Tellingly the girl’s belongings represent a clash of religious imagery and beauty products. The crucifix is pronounced and hangs over a perfume bottle like a noose representing the girl’s suffocation and guilt at being women. The items are chaotic and cluttered. Most of the items are coloured white and blue for purity, but the red nail varnish and amber bottles indicate a more sexual and attention seeking element. The products represent awareness of femininity, beauty and sexual appeal (highlighted further by the freedom represented by the birds) stifled or repressed by the religious icons, which evoke a sense of confusion and sin.

Cecilia's diary



The boys know the girls through Cecilia’s diary entries.

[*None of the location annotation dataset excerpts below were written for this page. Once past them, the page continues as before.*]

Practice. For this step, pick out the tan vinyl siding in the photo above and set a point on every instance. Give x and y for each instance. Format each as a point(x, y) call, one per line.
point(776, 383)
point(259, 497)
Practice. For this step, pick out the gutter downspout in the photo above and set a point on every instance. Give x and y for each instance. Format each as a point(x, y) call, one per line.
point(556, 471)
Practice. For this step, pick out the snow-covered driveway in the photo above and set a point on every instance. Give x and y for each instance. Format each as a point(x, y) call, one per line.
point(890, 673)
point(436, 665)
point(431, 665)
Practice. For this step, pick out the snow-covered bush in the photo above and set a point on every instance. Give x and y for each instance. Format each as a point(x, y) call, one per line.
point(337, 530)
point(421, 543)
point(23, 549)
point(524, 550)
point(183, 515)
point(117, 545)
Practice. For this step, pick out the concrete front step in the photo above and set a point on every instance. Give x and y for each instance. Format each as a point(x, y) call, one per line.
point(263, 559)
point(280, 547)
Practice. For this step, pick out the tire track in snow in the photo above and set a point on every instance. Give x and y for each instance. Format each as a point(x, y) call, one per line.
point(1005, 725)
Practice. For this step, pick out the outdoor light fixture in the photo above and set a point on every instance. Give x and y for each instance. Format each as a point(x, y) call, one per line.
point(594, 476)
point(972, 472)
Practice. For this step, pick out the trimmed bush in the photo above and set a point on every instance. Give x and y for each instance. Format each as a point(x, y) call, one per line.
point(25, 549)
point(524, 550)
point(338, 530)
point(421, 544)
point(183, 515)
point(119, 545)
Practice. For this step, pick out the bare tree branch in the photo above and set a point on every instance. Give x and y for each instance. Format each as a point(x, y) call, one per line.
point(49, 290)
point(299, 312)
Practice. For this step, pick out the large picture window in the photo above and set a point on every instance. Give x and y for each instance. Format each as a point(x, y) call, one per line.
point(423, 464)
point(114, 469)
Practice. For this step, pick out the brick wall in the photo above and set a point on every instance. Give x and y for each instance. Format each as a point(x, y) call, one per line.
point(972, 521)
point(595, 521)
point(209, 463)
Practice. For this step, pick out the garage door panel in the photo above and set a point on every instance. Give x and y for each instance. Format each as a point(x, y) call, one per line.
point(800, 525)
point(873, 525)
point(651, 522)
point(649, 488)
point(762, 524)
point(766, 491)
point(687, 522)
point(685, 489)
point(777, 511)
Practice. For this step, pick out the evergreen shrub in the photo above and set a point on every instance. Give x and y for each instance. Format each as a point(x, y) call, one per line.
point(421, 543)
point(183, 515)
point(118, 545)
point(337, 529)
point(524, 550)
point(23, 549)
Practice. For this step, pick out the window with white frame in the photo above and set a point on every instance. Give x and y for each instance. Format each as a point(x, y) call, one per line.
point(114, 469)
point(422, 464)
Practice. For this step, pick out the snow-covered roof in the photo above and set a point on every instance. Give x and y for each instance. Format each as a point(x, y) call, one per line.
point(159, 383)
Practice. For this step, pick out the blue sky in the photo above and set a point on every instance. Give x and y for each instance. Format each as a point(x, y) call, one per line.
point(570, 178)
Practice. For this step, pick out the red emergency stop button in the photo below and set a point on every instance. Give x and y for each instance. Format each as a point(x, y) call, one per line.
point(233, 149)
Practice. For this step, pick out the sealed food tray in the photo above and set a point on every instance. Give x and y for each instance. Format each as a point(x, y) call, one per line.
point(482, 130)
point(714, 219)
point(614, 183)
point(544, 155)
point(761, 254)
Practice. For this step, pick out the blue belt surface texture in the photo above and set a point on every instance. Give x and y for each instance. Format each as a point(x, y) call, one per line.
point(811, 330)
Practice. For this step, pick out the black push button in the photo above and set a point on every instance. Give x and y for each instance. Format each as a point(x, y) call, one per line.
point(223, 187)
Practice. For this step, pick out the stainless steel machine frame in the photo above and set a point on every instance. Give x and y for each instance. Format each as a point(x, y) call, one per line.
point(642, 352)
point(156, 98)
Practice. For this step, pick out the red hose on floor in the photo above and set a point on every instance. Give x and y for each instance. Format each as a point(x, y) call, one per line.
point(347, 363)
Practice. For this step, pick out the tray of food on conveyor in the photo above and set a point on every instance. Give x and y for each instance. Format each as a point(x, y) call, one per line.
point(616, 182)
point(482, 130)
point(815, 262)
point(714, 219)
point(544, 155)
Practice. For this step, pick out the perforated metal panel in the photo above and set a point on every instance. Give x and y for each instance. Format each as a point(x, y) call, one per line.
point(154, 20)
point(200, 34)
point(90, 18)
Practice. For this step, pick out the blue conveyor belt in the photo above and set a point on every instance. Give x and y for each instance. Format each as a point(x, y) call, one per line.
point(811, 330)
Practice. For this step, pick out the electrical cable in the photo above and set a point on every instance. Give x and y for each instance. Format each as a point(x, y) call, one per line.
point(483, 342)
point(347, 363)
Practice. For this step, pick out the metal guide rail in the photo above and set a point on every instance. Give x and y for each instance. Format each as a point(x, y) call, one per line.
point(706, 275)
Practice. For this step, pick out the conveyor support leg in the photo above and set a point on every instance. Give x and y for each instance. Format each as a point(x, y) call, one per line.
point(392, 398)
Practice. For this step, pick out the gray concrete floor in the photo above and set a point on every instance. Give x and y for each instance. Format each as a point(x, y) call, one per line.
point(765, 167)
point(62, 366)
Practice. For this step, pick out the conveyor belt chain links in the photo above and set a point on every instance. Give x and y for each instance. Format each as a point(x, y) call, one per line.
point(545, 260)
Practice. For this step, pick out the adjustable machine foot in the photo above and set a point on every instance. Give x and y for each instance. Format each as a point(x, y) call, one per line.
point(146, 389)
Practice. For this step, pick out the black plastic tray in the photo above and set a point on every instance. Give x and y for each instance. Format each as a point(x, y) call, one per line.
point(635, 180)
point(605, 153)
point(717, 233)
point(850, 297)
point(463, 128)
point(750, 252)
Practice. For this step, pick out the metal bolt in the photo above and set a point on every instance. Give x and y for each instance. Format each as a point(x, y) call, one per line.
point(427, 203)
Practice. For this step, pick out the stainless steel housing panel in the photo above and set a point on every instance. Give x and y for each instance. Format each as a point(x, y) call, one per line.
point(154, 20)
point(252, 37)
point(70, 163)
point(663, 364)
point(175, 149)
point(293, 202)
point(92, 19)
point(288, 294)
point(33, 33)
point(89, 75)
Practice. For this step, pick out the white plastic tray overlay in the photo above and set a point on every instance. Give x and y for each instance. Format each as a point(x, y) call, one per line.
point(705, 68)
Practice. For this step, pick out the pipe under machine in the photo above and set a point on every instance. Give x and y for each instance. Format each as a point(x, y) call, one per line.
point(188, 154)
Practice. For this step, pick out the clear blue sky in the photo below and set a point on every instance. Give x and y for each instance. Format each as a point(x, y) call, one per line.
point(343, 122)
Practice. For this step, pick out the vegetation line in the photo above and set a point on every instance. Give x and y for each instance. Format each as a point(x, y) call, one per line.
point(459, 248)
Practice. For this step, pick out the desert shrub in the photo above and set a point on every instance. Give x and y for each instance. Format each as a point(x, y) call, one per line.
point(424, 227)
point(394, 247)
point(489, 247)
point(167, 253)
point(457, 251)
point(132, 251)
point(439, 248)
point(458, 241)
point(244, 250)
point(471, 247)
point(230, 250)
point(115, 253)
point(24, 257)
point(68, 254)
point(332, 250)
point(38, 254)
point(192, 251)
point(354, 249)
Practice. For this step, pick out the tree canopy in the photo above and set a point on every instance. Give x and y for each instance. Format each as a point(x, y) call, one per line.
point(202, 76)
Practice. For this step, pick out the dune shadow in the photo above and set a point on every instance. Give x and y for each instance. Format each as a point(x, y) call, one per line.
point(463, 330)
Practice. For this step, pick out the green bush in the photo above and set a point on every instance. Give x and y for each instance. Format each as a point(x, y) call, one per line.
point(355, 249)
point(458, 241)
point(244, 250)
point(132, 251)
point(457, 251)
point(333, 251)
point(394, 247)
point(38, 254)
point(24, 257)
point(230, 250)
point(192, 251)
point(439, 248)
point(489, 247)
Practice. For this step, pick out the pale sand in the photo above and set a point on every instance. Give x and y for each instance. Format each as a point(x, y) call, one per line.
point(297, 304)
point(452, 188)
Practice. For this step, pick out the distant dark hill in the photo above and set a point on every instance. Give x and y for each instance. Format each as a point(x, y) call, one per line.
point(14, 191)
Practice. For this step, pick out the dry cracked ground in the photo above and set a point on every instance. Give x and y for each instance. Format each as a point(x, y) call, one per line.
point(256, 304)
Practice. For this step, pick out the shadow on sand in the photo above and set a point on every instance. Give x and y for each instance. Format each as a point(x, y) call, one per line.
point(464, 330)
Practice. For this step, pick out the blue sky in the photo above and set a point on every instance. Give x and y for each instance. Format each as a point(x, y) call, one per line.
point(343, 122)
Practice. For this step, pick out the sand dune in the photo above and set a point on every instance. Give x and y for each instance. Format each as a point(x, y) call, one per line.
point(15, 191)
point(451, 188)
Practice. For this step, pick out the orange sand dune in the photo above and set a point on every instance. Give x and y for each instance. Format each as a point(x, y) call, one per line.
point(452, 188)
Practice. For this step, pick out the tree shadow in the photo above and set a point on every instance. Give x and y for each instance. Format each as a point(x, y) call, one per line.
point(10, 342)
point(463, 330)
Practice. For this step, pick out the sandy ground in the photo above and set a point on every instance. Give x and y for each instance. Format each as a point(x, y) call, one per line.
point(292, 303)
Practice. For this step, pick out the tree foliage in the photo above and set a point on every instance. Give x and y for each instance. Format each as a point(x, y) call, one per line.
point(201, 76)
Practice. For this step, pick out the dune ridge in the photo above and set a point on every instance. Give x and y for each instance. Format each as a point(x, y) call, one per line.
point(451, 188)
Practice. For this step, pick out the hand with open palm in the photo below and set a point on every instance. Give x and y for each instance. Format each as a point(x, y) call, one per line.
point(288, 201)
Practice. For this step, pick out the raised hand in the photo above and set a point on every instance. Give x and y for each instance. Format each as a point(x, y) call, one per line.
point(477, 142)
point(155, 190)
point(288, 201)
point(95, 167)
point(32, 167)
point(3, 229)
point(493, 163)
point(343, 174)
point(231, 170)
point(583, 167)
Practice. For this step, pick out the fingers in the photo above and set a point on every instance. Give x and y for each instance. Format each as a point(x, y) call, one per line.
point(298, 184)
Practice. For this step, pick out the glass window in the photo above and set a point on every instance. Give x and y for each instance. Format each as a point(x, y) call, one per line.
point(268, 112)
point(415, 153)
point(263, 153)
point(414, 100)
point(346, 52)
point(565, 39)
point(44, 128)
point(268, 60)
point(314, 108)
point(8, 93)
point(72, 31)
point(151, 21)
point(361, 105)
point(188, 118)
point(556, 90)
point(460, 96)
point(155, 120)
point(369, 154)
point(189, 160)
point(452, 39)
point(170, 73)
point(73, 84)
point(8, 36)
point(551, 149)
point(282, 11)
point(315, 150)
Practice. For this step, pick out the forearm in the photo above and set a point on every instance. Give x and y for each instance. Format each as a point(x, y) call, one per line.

They imagine her writing in a cornfield. Cecilia embodies escape and a desire for freedom. She is not enamoured with the physical world. Cecilia is often perceived in nature where she can be a natural thing, and not a construct. The golden colour highlights the sense of fantasy and nostalgia surrounding her.

Sickness, anyone?



Green desserts and a green camera hue represent society’s sickness. The film focuses on the obsession with happiness at all costs and the inability to understand misery and mental illness. The green colour is a stark contrast to the earlier peaceful hues used, indicating that the neighbourhood is growing sicker, the contamination is here to stay and society is gorging itself on sickness.

Finger in the water



One of the girls has thrust her finger into a small tank of water, possibly housing sea monkeys. The hand itself is adorned with a ring, almost as if the child is a bride. The book below the tank reads ‘Sacred will of sacrifice’. The girl’s death is a preservation of themselves; their innocence, beauty and youth. Water is often associated with the unconscious and with femininity. The link between the girl and the world beneath the water suggests an understanding of her own subconscious mind (at the very bottom the need for sacrifice) and an acceptance of this, on her own terms. It also represents the effect of a penetrating outside force shifting the dynamic of a self-contained world. The girls own external experiences cause them to feel desperately unhappy in the stifling stasis of their childhood home.